Dark Matter 01 von Christoph Bauder

Die Location für diese Ausstellung ist die Köpenicker Landstraße 43. Das Areal ist ganz und gar urban. Ein bisschen ab vom Schuss, aber immerhin hält eine Straßenbahn vor der Tür. Gerade im Winter kann Berlin einen besonders urbanen, grauen und fast schon trostlosen Eindruck hinterlassen. Diese Ecke ist im Wandel. Der alte Hafen mit verschiedenen Hafengebäuden, das Heizkraftwerk, alte Arbeiterwohnungen, ein ganzer Stiefel Leerstand, bereits Neubauten mit Architekten, Künstlerstudios und anderen Gewerken. Schienen, Straßen, meistens ist das Pflaster etwas desolat, noch mehr Bahnschienen des Güterverkehrs, die aber eher hintergründig, immer mal wieder ein noch intakter Schornstein, der zu allgemeinen Grauheit noch weißliche grauen Dampf ablöst, hier mal ein Baukran, dort eine paar Tags, illegale Graffitis, kurzum irgendwie nicht Fisch nicht Fleisch. Trotzdem genau ein Berliner Ort. Da ist das Vergangene noch, steht da rum, man erahnt noch nicht wie die neuen Nutzungen, aber einige Gebäudezeigen, wo sich das Leben tummelt. Und so ein Juwel wie die Dark Matter Ausstellung. Cafes, Bars, Restaurants kann man suchen, da ist auf den ersten Blick nichts. Aber nicht mehr lange, dann wird die Szene auch diesen Kiez für sich entdecken. In 10 Jahren ist das ganze Areal hip, dann wird es teuer und ist getrifiziert.

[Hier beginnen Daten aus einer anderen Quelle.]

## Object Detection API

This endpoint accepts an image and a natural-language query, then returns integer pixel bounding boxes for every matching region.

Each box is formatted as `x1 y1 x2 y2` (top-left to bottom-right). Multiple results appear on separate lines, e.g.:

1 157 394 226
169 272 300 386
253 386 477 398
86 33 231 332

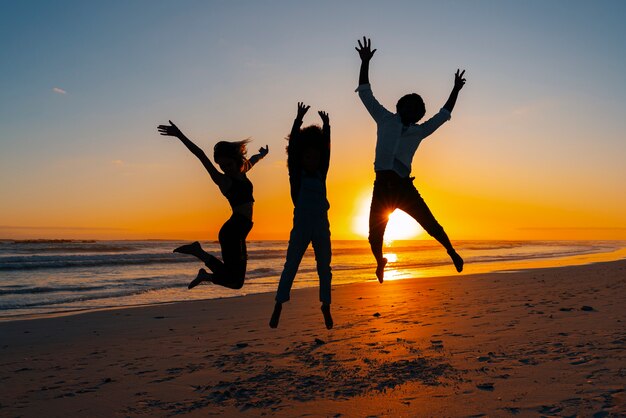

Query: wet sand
0 260 626 417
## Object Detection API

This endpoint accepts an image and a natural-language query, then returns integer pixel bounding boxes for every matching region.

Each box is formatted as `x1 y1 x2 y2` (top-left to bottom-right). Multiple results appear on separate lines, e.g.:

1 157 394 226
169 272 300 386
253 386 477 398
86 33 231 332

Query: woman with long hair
157 121 269 289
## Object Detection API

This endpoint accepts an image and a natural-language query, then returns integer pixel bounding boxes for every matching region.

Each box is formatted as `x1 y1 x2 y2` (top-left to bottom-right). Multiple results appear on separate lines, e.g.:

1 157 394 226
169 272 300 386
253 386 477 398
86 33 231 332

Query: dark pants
369 171 454 262
203 213 252 289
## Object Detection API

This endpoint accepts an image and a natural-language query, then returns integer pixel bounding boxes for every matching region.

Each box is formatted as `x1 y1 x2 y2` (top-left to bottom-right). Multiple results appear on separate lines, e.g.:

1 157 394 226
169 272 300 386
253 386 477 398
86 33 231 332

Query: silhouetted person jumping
270 103 333 329
157 121 269 289
355 37 465 283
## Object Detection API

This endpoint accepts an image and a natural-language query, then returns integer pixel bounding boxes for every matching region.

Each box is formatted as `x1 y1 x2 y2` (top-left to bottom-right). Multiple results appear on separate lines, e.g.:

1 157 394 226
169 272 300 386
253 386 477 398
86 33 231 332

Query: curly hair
213 138 250 171
396 93 426 120
285 125 324 152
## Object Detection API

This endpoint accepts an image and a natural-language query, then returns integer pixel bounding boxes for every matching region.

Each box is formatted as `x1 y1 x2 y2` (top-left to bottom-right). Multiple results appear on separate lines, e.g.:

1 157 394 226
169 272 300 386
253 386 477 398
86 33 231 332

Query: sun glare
353 195 424 242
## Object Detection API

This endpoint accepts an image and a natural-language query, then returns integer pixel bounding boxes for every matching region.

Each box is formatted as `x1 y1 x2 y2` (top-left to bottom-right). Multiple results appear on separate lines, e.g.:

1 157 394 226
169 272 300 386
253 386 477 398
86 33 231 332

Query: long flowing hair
213 138 250 173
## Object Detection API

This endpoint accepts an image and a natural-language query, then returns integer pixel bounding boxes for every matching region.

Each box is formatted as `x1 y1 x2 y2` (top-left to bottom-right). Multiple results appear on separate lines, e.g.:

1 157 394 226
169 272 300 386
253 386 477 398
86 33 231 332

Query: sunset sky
0 0 626 240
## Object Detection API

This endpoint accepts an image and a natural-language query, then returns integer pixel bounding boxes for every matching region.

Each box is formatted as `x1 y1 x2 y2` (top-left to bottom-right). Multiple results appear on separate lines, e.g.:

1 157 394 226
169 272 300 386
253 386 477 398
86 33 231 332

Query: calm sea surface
0 240 626 320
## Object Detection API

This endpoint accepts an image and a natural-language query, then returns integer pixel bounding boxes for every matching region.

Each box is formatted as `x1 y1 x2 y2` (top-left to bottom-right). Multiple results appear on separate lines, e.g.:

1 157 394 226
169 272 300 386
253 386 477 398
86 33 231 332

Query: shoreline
0 260 626 417
0 247 626 324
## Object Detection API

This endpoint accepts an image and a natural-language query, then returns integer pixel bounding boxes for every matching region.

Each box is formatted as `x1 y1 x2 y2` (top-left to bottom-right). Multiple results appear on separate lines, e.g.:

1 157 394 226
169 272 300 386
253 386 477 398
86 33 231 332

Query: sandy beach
0 260 626 417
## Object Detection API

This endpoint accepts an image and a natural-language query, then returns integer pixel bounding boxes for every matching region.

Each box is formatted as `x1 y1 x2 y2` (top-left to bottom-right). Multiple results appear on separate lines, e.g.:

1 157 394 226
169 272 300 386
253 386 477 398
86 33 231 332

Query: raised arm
289 102 311 142
443 69 465 113
354 36 376 85
157 120 226 187
248 145 270 170
317 110 330 175
287 102 311 175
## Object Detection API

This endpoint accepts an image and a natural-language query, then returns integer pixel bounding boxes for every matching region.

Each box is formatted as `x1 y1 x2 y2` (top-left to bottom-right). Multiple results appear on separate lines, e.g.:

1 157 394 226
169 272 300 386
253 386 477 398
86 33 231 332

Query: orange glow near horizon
353 194 424 243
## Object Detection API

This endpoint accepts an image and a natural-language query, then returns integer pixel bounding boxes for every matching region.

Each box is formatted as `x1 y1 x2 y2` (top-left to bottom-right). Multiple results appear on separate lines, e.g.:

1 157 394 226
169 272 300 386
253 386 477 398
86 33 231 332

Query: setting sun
353 194 424 238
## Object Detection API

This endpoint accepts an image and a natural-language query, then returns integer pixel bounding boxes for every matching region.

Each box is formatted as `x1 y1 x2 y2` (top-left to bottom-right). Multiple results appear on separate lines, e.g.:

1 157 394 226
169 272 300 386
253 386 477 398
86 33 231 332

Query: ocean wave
0 253 197 271
0 285 109 296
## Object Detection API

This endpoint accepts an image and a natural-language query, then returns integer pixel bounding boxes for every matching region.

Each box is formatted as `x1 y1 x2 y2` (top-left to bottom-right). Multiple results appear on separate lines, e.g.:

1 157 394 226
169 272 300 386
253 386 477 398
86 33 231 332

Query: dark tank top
223 176 254 208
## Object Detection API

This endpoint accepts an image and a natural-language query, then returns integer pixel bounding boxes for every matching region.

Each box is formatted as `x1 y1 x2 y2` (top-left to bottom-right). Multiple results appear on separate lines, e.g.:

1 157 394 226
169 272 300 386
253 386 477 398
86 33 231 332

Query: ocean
0 240 626 320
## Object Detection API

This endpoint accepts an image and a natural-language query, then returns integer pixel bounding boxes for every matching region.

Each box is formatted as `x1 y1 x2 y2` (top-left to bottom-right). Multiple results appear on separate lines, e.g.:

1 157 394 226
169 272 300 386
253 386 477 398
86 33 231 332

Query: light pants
276 212 332 304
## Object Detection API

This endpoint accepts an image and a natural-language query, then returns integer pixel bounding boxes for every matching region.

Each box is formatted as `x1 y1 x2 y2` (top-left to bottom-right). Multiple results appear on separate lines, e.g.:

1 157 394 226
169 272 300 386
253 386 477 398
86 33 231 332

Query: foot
174 241 202 257
270 302 283 328
448 251 463 273
376 257 387 283
187 269 212 289
322 303 333 329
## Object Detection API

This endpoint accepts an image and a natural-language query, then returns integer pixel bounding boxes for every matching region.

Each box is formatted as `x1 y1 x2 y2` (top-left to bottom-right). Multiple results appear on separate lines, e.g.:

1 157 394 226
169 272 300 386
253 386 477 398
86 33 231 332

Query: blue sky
0 1 626 235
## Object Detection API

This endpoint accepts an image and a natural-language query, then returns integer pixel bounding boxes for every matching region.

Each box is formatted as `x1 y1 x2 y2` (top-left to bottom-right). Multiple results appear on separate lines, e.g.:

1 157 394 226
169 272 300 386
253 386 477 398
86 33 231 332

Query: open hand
317 110 330 125
296 102 311 120
157 120 183 138
354 36 376 61
454 69 465 90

Eine Ausstellung mit sieben Licht-Klang Installationen, manche sind direkt interaktiv andere indirekt. Direkt bedeutet, Besucher*innen handeln und nach der Handlung gibt es ein nachvollziehbares, direktes Feedback. Die Besucher*innen wissen, was sie  ausgelöst haben. Anders bei der indirekten Interaktion. Da sind die Menschen zwar Auslöser aber es kann sein, das ein System eine Personenmenge erfasst oder aber kein nachvollziehbares Feedback stattfindet. Das kann sei, dass sich Elemente schneller bewegen, dass sich Farbschemen ändern, dass tatsächlich eine Reaktion ausgelöst wird, aber die Besucher*in nicht nachvollziehen kann,  welche Bewegung oder welcher Impuls den Wandel hervorrief.

Im hinteren Bereich einer ehemaligen Fabrik stehen die Gebäudekuben. Im Eingang begrüßen Besucher*innen Augenanimationen. OLED Quadrate. Das linke obere geht nicht, aber alle anderen machen was sie sollen. Schauende große Augen ziehen immer das Augenmerk auf sich.  Die Einstimmung klappt.

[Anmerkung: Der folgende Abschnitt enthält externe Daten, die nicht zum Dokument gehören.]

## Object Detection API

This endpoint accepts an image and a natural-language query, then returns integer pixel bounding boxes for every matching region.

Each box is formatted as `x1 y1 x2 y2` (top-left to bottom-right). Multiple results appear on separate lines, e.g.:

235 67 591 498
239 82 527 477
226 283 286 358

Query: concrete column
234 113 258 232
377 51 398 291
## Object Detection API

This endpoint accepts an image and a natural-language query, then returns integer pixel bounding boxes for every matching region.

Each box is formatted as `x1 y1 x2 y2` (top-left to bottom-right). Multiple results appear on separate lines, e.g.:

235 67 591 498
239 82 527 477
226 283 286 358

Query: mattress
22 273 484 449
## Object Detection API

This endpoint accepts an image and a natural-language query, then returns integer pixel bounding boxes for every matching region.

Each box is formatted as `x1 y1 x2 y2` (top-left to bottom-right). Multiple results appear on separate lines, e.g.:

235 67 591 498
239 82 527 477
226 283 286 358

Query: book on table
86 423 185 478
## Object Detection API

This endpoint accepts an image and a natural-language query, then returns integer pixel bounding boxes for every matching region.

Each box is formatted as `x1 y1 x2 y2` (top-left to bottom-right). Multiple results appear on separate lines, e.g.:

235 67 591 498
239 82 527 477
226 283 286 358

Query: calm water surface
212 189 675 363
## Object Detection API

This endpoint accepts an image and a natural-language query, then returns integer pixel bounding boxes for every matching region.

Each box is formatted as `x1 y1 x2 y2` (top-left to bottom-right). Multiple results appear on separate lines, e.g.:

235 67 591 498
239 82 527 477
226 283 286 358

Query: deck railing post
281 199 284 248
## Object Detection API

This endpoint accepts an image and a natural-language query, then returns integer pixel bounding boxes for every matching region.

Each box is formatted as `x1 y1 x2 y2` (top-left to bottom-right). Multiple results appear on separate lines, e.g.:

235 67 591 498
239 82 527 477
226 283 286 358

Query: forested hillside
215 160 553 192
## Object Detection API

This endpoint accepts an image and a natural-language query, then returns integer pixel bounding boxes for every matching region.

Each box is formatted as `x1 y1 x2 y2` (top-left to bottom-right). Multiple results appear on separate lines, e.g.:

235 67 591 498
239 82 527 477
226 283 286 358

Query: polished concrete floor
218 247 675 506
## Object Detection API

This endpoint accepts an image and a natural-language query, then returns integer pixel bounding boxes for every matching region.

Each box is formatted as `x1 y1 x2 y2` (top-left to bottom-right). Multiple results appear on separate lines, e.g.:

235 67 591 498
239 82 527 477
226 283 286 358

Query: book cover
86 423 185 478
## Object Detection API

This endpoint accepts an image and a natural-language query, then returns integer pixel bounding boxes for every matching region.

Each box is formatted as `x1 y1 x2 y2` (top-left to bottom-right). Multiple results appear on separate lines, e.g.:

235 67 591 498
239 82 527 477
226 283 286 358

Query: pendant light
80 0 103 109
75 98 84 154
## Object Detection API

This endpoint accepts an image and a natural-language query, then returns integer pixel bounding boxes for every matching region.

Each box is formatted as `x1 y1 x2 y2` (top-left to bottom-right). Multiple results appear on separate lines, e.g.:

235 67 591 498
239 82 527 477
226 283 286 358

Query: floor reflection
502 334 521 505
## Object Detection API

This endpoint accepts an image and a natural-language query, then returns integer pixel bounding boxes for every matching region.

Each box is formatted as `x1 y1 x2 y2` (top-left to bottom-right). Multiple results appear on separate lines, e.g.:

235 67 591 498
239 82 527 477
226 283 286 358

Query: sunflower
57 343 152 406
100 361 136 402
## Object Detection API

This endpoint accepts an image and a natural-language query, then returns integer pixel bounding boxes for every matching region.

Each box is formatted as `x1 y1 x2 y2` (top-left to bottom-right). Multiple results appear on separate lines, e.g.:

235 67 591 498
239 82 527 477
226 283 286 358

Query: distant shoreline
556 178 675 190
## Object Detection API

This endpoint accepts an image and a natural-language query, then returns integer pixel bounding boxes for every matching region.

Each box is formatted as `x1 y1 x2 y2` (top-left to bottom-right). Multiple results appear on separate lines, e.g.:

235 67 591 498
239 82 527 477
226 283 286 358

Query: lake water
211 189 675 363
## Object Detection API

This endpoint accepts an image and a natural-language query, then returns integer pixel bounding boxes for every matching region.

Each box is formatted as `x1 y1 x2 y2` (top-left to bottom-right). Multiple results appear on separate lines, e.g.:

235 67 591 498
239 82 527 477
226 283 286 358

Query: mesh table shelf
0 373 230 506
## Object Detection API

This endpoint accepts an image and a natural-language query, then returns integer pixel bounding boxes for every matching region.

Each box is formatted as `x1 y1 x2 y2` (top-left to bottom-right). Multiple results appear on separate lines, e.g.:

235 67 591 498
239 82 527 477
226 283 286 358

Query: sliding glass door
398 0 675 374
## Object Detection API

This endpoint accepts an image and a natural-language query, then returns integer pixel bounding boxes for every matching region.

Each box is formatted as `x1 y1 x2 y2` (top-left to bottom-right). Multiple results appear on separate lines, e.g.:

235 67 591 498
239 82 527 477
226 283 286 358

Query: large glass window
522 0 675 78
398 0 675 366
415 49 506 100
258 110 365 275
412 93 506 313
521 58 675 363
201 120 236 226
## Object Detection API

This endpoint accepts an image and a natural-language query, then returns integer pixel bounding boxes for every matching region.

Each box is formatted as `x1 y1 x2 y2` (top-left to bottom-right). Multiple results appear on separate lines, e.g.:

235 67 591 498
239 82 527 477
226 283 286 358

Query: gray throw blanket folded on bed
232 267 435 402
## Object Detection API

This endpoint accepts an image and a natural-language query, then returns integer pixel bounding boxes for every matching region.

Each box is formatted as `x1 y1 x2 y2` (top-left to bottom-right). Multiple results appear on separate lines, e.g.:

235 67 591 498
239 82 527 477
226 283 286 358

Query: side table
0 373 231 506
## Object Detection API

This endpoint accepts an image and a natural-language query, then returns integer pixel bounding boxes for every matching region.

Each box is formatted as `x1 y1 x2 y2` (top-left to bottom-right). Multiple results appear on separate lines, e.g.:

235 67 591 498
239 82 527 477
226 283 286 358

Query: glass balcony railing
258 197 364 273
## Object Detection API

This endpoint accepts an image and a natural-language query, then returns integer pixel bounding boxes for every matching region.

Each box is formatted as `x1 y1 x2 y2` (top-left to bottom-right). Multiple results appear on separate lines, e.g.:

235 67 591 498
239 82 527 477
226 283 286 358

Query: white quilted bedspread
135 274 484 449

Die Räume sind unterschiedlich groß, manche eher klein und gerade in Coronazeiten erscheinen sie dann noch kleiner. Wenn mehr als 15 Menschen anwesend sind, ist der Raum voll.

Der erste Raum ist verspiegelt und erscheint viel um einiges voluminöser.  Ein schöner Effekt. Unter der Decke hängen eine Vielzahl von LED Quadraten, die wie Wellen bewegt werden. Mal sind sie erleuchtet, mal nicht, mal entsteht eine Kettenreaktion, mal werden Flächen zeitgleich illuminiert. KINETIC LIGHTS, ein führender Produzent von „Kinetischer Beleuchtung“ arbeitet eng mit dem Künstlerteam zusammen. Die hängenden Leuchtelemente in unterschiedlichsten Formen sind mit Hilfe von computergesteuerten Motorseilwinden synchronisiert in Bewegung versetzt. Viele hunderte bis tausende einzelne Einheiten bilden dabei grossformatige schwebende Lichtskulpturen im Raum.  Es ist ein ästhetischer fließender Licht- und Bewegungsstrom. Die gestalterische Harmonie zieht die Betrachter*in in den Bann.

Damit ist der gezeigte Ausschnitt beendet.